Long ago—in the ‘Enlightenment’ they stole from the Lord Buddha—Europeans killed their Lord and called it a brave new day. They’ve been proselytizing this path ever since, calling it secularism. Instead of an invisible man they now believe in an invisible hand, with economists as its priests and scientists as its miracle workers. And this great golden god called ‘the economy’ really did work miracles. People got used to growth every year, something which used to be an anomaly. The first shall be first and the last shall be last, but don’t worry, it’ll trickle down eventually. When things got bad, as they do cyclically, the economists just sacrificed some children and poor people and it all got growing again.

In truth, all they really value is money. Principal is the only principle, profit is the only prophet, usury is the only use. The astonishing belief that there was a man in the sky was replaced with ‘the [even more] astonishing belief that the nastiest motives of the nastiest men somehow or other work for the best results in the best of all possible worlds,’ as John Maynard Keynes said. A fairly full description of capitalism from one its architects. The ‘invisible hand’ was a throwaway metaphor from Adam Smith that somehow became a state religion, like basing your civilization on a random joke you heard at a party. This obviously hasn’t worked out in the end (awfully hot, isn’t it?). Westerners thought they were following science but, more accurately, they were following Satan.

The very first thing the author does is present a false dichotomy between religion and capitalism - the possibility that a person can be both religious and capitalist (see American evangelicals) or neither (see any socialist country with a policy of state atheism) is simply not entertained.

Am I calling for a caliphate, or the return of God kings? I’m not against it.

Here we go. The bait-and-switch. Up until now, the article has been making entirely reasonable critiques of capitalism, but now it pivots to using those critiques to push social conservatism (a common fascist tactic).

There are so many things wrong with this, it’s hard to know where to begin. The most obvious answer is to point out that theocracy has never stopped environmental destruction or colonial exploitation, and in fact, the two are often bedfellows. Franco’s Spain was hardly known for its environmental protections. Saudi Arabia is under religious authority, and it’s the largest oil exporter in the world while at the same time committing genocide in Yemen.

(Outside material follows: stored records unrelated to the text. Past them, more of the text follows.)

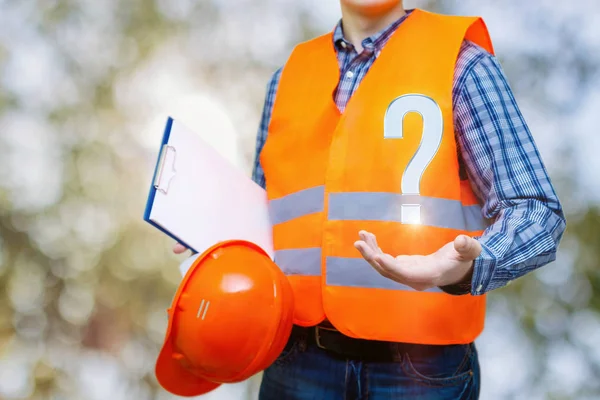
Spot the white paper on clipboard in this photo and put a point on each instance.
(201, 199)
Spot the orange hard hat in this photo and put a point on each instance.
(230, 318)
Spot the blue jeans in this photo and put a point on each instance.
(303, 371)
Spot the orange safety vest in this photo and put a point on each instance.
(387, 165)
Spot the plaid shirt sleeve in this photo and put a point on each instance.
(507, 174)
(258, 175)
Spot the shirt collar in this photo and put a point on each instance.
(374, 42)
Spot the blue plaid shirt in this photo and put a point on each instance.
(497, 153)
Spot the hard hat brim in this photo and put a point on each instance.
(177, 380)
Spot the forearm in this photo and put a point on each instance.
(524, 237)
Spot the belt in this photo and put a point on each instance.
(327, 338)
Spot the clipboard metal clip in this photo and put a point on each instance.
(165, 169)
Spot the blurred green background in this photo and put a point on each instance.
(85, 88)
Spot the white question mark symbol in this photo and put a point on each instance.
(433, 128)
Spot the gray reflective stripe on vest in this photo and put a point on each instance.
(306, 262)
(358, 272)
(297, 204)
(367, 206)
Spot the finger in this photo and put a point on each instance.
(179, 248)
(467, 247)
(405, 271)
(370, 239)
(367, 252)
(373, 242)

Bolsonaro, a Christian fascist, gleefully bulldozed huge portions of the Amazon while driving out and murdering the indigenous population. The most rabid pro-Israel, pro-capitalist, anti-environment people in America are die-hard evangelical Christians, and Israel itself is a religious state. By contrast, communism - a movement the author repeatedly supports elsewhere - has a long and consistent history of anticlerical views and policies. Cuba has never colonized anyone and is the most sustainable country in the world.

Religion is just a way of perceiving higher things. Why shouldn’t it have a place in governing?

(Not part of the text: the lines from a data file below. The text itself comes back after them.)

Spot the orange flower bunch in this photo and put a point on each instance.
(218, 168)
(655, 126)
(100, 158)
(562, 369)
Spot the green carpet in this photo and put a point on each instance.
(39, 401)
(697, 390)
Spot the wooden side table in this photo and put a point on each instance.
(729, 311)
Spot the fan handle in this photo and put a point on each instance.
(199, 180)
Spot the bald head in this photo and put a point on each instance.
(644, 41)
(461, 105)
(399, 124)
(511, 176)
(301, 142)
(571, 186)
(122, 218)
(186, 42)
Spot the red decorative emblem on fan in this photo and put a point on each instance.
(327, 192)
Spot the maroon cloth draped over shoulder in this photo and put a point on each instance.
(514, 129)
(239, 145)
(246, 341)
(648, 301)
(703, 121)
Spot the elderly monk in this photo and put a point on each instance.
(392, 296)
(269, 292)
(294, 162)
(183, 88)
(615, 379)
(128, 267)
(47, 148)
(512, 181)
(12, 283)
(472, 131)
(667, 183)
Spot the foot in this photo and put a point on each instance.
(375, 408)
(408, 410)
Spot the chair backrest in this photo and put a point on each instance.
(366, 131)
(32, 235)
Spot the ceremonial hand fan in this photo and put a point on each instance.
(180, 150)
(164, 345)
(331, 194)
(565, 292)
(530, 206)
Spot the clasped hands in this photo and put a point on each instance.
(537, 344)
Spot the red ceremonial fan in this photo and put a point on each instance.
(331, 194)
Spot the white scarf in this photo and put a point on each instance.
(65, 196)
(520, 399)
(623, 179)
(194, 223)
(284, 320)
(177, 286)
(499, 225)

The author is straight, male, and a member of the majority religion in his country (Buddhist in Sri Lanka), which may be why this poses a legitimate question for him. It’s very easy to answer “why shouldn’t it” if you’re trans woman in the US, a gay man in Iran (or the US), a woman in Saudi Arabia (or the US), or a Muslim in India (or the US). He does not consider these people even for a second - or if he does, he considers them an acceptable sacrifice. Given that he has already written about his own country’s religious authorities persecuting minorities, I lean toward the latter. “I’m okay with you and your friends being murdered by theocratic fascists to save the world” would be ghoulish even if it would actually work. As it is, it’s just grossly indifferent to human life.

It all started when western philosophy severed the religious part of their brain (the practicing, not the preaching) and ran headlong across the continents, killing, colonizing, and enslaving and calling it ‘enlightenment’. This was supposed to be replaced with a secular, scientific morality, but we the colonized have never seen any evidence of this.

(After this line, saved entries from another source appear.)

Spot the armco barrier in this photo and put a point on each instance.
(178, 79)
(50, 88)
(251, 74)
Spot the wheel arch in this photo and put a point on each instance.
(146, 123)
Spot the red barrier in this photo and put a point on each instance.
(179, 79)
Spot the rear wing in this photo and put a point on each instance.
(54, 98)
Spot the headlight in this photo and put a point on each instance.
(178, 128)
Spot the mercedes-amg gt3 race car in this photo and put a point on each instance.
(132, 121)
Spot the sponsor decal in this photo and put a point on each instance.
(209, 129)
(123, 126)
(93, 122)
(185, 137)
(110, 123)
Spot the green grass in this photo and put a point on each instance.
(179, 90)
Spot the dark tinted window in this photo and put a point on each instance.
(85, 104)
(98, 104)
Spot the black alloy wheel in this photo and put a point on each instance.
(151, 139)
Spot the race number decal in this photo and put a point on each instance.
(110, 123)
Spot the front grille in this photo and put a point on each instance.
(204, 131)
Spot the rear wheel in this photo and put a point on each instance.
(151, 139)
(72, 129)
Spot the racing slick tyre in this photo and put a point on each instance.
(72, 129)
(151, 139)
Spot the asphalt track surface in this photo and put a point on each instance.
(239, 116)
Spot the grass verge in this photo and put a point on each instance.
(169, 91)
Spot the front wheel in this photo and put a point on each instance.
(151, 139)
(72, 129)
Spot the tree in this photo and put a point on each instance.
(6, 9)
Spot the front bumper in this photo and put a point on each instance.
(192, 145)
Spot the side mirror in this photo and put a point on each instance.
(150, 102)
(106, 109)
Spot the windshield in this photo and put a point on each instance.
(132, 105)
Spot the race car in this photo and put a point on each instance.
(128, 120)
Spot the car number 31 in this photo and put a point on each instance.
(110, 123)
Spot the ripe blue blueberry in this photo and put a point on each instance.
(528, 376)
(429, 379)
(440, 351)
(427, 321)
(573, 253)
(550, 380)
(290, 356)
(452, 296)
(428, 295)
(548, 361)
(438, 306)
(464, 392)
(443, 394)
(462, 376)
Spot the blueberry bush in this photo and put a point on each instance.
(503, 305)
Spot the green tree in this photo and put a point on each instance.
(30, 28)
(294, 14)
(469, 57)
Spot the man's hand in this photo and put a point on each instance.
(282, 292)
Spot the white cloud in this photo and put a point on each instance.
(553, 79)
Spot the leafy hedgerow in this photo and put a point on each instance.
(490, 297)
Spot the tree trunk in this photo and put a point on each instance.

This is, of course, a completely ahistorical and absurd view of colonialism. The old-time European colonizers loved their Christianity. Residential schools, missionaries, and forced conversions were all part and parcel of the colonial playbook. Churches backed colonialism under the guise of saving souls, and the enterprise was carried out by kings and queens who justified their rule with divine right.

The author has spoken positively of Christianity elsewhere in his blog, so I’m sure he would say that all of these examples weren’t “real Christianity” - an argument that rings as hollow as when capitalists say that monopolies and colonialism “aren’t real capitalism.” We must judge a system by its results when put into practice.